I sniff again. Definitely putrid. My stomach sinks. “Do you smell that?”
I plug my nose from the imaginary smell. That doesn’t help. I blink back tears.
I can’t tell you how awful this is. Not that the smell is all that bad. I mean, it’s bad. It’s really bad, as smells go. But Covid has brought way worse things than smells that aren’t real.
What’s so awful is that it’s back. One of dozens of symptoms that went away never really did go away.
This thing, whatever it is, that resides inside me and is actively destroying my body, is not going away.
HUGS AND KISSES
I was referred to a neuro-physiatrist the other day. (I’ll bet you’ve never heard of one. I know I hadn’t). She was awesome because she has seen a ton of long haulers and she got me. Plus she knows even more than I do about long haulers (To be honest, I’m usually the one teaching my doctors.) One of her questions was if I thought my memory issues were short or long term.
That was easy.

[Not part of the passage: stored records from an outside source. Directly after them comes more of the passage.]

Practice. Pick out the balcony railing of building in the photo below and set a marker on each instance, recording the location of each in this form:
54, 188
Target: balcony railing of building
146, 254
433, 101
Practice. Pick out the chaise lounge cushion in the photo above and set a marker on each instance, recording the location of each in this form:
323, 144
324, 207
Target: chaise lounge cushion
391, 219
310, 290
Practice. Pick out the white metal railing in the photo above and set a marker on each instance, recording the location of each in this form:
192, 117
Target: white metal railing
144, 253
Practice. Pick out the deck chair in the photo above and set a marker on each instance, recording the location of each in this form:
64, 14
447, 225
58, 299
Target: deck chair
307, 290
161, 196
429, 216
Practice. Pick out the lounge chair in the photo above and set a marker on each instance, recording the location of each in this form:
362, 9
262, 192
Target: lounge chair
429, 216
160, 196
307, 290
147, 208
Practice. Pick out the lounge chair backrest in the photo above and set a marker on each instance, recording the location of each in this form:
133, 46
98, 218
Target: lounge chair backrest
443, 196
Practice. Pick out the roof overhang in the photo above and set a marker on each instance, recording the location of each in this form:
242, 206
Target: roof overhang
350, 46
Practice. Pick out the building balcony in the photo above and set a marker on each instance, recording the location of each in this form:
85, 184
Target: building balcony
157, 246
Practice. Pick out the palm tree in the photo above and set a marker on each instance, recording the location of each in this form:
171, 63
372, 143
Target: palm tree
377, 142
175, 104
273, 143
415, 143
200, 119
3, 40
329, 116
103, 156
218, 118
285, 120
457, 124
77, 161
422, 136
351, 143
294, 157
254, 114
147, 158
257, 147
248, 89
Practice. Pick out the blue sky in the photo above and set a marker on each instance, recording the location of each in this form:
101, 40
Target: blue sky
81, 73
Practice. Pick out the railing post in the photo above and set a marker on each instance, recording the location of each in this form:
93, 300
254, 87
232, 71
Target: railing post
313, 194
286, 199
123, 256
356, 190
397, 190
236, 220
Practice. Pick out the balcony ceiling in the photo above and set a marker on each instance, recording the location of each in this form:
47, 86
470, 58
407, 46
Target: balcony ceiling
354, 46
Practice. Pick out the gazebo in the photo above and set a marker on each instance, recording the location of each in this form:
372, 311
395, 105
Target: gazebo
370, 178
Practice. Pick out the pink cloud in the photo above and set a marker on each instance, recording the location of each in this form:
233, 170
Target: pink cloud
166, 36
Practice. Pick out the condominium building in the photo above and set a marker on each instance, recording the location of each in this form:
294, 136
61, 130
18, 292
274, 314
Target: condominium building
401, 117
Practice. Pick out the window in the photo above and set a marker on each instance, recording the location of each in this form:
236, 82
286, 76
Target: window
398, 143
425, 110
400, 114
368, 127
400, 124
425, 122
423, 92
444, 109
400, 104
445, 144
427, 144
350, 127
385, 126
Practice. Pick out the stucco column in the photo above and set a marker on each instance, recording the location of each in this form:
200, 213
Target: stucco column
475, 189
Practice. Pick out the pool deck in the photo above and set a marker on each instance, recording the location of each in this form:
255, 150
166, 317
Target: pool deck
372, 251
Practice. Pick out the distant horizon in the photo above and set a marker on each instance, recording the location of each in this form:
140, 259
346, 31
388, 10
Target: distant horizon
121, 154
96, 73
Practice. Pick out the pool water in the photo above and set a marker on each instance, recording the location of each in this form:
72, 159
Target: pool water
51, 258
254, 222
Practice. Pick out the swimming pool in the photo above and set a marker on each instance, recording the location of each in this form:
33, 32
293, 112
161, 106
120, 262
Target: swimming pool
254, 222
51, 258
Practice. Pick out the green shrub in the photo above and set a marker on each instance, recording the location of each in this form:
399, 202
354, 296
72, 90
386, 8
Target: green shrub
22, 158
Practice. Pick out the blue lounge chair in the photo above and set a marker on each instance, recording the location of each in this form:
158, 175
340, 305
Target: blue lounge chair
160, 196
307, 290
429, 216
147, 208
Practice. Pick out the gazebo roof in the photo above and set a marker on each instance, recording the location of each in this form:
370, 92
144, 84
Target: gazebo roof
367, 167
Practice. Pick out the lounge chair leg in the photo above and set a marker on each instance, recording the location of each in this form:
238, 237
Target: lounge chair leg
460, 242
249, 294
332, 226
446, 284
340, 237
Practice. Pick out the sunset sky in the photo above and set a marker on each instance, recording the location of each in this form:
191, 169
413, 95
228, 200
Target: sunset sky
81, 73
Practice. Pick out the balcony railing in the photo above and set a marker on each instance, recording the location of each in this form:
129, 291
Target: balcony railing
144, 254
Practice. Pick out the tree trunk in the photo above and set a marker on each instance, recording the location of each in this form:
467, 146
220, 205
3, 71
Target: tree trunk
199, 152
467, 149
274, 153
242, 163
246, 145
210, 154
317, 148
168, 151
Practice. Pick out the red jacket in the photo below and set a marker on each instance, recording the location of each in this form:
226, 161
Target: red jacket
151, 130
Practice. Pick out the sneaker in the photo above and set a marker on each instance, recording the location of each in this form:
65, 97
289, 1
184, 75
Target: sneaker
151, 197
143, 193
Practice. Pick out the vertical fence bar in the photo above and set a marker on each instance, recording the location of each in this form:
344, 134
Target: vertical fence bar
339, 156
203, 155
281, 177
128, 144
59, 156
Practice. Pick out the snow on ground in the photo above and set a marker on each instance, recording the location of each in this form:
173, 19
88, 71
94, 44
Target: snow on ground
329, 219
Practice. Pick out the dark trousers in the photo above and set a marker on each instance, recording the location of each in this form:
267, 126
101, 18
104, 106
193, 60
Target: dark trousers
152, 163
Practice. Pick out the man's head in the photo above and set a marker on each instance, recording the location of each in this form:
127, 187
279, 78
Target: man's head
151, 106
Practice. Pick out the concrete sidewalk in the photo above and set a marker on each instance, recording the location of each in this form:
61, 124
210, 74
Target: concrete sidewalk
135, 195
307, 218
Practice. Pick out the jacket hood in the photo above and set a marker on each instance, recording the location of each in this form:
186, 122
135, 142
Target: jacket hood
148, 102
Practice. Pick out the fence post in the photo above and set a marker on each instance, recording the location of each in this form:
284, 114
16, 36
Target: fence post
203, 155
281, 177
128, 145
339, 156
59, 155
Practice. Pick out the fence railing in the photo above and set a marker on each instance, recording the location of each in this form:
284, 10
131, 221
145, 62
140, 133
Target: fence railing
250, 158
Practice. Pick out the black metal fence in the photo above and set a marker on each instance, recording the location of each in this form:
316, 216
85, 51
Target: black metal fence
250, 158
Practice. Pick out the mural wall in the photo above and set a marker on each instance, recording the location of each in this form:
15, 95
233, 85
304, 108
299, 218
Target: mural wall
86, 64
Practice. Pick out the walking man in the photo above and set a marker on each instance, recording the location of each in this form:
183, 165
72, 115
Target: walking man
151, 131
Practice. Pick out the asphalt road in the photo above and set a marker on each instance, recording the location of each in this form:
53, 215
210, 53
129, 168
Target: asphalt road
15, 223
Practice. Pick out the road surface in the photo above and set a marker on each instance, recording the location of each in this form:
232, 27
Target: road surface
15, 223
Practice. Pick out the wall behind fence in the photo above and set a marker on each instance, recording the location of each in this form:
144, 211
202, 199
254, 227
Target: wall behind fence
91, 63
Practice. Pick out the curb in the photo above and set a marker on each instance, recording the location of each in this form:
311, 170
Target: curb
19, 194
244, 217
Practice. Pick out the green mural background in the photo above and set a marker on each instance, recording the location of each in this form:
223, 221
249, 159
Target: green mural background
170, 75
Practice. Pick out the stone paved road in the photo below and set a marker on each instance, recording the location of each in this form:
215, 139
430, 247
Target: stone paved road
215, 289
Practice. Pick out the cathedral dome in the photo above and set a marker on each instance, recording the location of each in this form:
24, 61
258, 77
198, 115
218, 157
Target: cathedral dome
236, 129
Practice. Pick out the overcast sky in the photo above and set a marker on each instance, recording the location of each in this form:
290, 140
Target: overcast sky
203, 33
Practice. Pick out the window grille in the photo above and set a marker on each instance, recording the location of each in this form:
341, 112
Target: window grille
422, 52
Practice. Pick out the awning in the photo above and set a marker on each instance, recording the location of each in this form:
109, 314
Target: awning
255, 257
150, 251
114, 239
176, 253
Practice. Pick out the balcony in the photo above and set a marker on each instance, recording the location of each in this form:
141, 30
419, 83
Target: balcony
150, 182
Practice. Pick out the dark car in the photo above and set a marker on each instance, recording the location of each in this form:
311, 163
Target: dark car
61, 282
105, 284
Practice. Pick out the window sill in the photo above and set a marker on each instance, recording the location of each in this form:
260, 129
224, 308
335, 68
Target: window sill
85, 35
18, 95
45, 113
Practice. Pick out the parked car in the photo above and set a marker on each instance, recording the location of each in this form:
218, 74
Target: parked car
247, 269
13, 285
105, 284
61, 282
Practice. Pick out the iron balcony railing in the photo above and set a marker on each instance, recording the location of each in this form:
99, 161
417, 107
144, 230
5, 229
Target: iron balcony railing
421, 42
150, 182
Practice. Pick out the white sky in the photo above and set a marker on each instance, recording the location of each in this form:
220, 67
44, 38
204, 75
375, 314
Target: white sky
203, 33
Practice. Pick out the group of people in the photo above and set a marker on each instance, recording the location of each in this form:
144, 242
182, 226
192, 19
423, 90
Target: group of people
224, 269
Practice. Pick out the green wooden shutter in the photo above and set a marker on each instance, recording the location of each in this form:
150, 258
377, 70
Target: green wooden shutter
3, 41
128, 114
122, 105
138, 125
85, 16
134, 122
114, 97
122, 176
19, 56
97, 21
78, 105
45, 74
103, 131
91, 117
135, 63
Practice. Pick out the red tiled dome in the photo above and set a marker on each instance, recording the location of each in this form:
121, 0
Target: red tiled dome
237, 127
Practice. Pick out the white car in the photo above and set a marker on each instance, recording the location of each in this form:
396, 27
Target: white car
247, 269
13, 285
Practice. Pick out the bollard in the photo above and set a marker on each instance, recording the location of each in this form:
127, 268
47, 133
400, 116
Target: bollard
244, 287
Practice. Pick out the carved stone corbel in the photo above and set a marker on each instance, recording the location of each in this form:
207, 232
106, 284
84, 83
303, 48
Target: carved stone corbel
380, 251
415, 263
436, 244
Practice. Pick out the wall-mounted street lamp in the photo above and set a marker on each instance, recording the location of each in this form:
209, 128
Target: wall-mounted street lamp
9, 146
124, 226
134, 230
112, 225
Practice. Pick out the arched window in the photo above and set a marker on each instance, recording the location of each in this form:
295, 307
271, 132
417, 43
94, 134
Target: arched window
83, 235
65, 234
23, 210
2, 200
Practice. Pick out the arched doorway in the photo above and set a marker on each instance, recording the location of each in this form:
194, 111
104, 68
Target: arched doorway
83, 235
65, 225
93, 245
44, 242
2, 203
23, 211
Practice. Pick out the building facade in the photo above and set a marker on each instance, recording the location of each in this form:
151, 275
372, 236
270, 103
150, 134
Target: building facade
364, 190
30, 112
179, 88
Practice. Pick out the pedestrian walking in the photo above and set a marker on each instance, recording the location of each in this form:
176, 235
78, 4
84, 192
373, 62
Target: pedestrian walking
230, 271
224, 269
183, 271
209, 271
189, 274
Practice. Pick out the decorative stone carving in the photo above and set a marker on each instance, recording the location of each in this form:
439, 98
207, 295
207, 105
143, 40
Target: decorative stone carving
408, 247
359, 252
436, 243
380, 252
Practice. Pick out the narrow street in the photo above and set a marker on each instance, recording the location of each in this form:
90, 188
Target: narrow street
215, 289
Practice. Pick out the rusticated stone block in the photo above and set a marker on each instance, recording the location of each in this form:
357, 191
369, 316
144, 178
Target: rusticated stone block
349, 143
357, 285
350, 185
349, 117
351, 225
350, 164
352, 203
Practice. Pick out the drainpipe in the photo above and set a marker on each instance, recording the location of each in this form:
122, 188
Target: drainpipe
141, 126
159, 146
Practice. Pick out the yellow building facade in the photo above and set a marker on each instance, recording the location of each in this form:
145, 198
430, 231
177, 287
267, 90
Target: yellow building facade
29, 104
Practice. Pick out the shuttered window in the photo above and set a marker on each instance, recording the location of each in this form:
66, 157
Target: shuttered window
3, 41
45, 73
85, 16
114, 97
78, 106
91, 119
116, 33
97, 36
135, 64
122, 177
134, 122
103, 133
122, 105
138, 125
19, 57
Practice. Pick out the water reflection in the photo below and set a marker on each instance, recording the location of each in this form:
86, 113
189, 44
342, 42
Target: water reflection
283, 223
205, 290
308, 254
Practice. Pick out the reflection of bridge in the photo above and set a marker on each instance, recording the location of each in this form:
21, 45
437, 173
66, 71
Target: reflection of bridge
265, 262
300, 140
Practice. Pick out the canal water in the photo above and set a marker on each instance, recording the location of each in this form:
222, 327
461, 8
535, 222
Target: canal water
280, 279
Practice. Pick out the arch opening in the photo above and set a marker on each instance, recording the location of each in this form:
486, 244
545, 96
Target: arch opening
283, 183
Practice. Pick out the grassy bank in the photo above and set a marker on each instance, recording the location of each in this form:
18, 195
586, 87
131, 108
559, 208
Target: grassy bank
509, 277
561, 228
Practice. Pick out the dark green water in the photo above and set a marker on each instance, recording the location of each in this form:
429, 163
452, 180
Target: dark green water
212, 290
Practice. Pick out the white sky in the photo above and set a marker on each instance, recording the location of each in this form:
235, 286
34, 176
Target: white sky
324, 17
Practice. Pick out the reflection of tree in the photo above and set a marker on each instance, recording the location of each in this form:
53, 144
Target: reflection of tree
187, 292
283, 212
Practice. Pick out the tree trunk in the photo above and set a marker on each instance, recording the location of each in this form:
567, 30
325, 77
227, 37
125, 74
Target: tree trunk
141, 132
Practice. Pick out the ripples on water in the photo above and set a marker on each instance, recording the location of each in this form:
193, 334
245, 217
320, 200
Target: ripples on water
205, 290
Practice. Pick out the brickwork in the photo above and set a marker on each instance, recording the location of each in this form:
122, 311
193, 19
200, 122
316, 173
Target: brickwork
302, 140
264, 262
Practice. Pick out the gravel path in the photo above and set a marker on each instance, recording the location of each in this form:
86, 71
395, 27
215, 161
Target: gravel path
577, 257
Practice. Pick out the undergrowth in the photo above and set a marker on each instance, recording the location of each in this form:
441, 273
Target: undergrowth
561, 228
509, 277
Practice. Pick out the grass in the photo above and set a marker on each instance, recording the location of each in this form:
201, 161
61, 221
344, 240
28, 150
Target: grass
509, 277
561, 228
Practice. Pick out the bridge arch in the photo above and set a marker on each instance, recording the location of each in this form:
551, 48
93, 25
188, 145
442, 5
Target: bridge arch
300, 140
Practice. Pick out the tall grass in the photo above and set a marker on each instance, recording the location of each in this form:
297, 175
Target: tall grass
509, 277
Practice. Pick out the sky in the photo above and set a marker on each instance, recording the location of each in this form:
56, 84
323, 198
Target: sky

Both. For sure, both. I told her two stories.
First, my daughter, a young adult who lives on her own, comes home every Thursday evening to have dinner with her folks watch the tv show Chuck with us. If you haven’t seen it, you really must look it up. I started watching waay back in the day, when it was new (2007). I’m not much of a tv watcher. I usually read when I have free time, or watch whatever my husband is watching when he’s around. But I do like to have a series to watch on my own time, when I have to do something where I can’t read, like fold laundry. Back in 2007, that show was Chuck. Natalie was around during an episode and got hooked.
When it came time to pick a series to watch as a group, Chuck went to top of the list since Dad hadn’t seen it. But it has not gone as expected.
Watching Chuck this time around has been like some really good friends putting on a production you’ve never seen before. You’re totally invested, because they’re you’re friends, and you are cheering them on, and always happy to see them when they appear, but you have no idea what’s going to happen next. Because you’ve never seen it before.
When Natalie was telling our son about the show, she explained that Dad had never seen it. “And Mom has seen it. I know she has because I watched it with her. But it’s like the first time. She’s surprised by everything.”
But, I pointed out, that’s not all bad. I’ve never been a fan of watching shows twice.
Then there’s story number two. This one’s weird. And embarrassed hubby when I told the doctor. But it’s real. And weird. I said that, right? It’s about our bedtime kiss. You know, the one couples do before going to sleep.
“Good night sweetie. Love you.”
“Good night. Love you too.”
Except more often than not, I don’t remember that. At first hubby didn’t say anything, he just thought I was being weird when I’d wash, rinse, repeat. But then one night I complained that he hadn’t kissed me goodnight. I thought he was teasing when he laughed and said he had. But he kissed me again to appease me and I seriously thought it was the first time.
The second time I didn’t think it was funny when he teased me again. He assured me he wasn’t teasing. But he kissed me again anyway.
The third time I believed him and I didn’t make him kiss me again. But then I laid in bed thinking through my bedtime routine. I’d put on my pajamas, brushed my teeth, washed my face, etc. etc. I could remember every part of it. Except the kiss. It just wasn’t in my brain. I tried to roll over and go to sleep but it felt wrong. Like we were fighting or something. So I made him kiss me again.
Now I make him give me a big passionate kiss that I can’t forget. Has only happened once since. (I blame him. Obviously he didn’t follow instructions.)
So that one’s not so bad either, I suppose.